The Brookhaven native said watching the children move is like witnessing a miracle. The experiences at Casa de Fe have inspired her to major in kinesiology with a Spanish minor at Mississippi State University after she graduates from Brookhaven Academy this year.

The Brookhaven community has supported Casa de Fe since First Baptist Church of Brookhaven member Patti Sue Arnold founded the orphanage in 2011.

Arnold now lives in Ecuador fulfilling this mission of taking care of the mentally, physically and spiritually disabled children.
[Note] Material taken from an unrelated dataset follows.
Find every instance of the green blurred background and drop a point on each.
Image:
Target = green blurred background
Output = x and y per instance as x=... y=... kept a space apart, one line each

“The jungle tribes in the Amazon believed that any children born with a disability was possessed by the devil and they had to kill it,” Clanton said. “The parents of the newborn babies couldn’t bear to see that so they would hike several days through the jungle into the city of Shell, Ecuador.”

The orphanage is one of the safe havens in Ecuador still saving children’s lives today.

Clanton did not know what she was getting into in 2013, but she is so thankful she went to the orphanage.

She is learning how to speak Spanish so she’ll be able to have conversations with the children this summer.

She wants to share her faith by sharing devotions iwth children in their language. She also wants to talk to the young women who came from the government to the orphanage. Most were raped and abused.

“The thing that I really want to express to them is that they’re more than they think they are,” Clanton said. “They have such low self-esteem.”

Clanton credits Casa de Fe for helping her find her purpose in life. She encourages others to volunteer there as well.

“This is real life. You go home and think this is fairy tale life, and it’s not what matters,” Clanton said. “There would be a lot less problems in society if people went to see because they would understand what really matters.”

Clanton will start at MSU in the fall with aspirations to start her own clinic in Mississippi for children with disabilities after she receives her doctoral degree.